#cause for once I feel like I can actively and publicly indulge in my silly joys without fear of judgement | Explore Tumblr posts and blogs

because-its-important · 8 years ago

Text

what’s the most annoying question to ask a nun* in 1967?

tl;dr - In 1967, a very long survey was administered to nearly 140,000 American women in Catholic ministry. I wrote this script, which makes the survey data work-ready and satisfies a very silly initial inquiry: Which survey question did the sisters find most annoying?

* The study participants are never referred to as nuns, so I kind of suspect that not all sisters are nuns, but I couldn't find a definitive answer about this during a brief search. 'Nun' seemed like an efficient shorthand for purposes of an already long title, but if this is wrong please holler at me!

During my first week at Recurse I made a quick game using a new language and a new toolset. Making a game on my own had been a long-running item on my list of arbitrary-but-personally-meaningful goals, so being able to cross it off felt pretty good!

Another such goal I’ve had for a while goes something like this: “Develop the skills to be able to find a compelling data set, ask some questions, and share the results.” As such, I spent last week familiarizing myself with Python 🐍, selecting a fun dataset, prepping it for analysis, and indulging my curiosity.

the process

On recommendation from Robert Schuessler, another Recurser in my batch, I read through the first ten chapters in Python Crash Course and did the data analysis project. This section takes you through comparing time series data using weather reports for two different locations, then through plotting country populations on a world map.

During data analysis study group, Robert suggested that we find a few datasets and write scripts to get them ready to work with as a sample starter-pack for the group. Jeremy Singer-Vines’ collection of esoteric datasets, Data Is Plural, came to mind immediately. I was super excited to finally have an excuse to pour through it and eagerly set about picking a real mixed bag of 6 different data sets.

One of those datasets was The Sister Survey, a huge, one-of-its-kind collection of data on the opinions of American Catholic sisters about religious life. When I read the first question, I was hooked.

“It seems to me that all our concepts of God and His activity are to some degree historically and culturally conditioned, and therefore we must always be open to new ways of approaching Him.”

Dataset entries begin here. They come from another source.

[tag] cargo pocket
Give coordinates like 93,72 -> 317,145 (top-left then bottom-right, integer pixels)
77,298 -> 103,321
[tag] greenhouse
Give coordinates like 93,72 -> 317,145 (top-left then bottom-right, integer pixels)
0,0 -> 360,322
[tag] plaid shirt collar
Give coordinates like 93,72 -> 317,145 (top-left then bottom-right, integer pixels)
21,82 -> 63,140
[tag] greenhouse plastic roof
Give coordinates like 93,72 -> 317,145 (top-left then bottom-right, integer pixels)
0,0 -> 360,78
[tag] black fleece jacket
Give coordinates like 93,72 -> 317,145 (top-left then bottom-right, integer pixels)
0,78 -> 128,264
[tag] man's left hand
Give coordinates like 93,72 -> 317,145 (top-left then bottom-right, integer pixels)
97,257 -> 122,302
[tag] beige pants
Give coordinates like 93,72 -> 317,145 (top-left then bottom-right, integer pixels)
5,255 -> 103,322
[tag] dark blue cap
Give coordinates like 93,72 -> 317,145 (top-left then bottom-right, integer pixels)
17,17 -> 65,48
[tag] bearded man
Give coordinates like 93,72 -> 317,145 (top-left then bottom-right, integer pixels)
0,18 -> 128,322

I decided I wanted to start with this survey and spend enough time with it to answer at least one easy question. A quick skim of the Questions and Responses file showed that of the multiple choice answer options, a recurring one was: “The statement is so annoying to me that I cannot answer.”

I thought this was a pretty funny option, especially given that participants were already tolerant enough to take such an enormous survey! How many questions can one answer before any question is too annoying to answer? 🤔 I decided it’d be fairly simple to find the most annoying question, so I started there.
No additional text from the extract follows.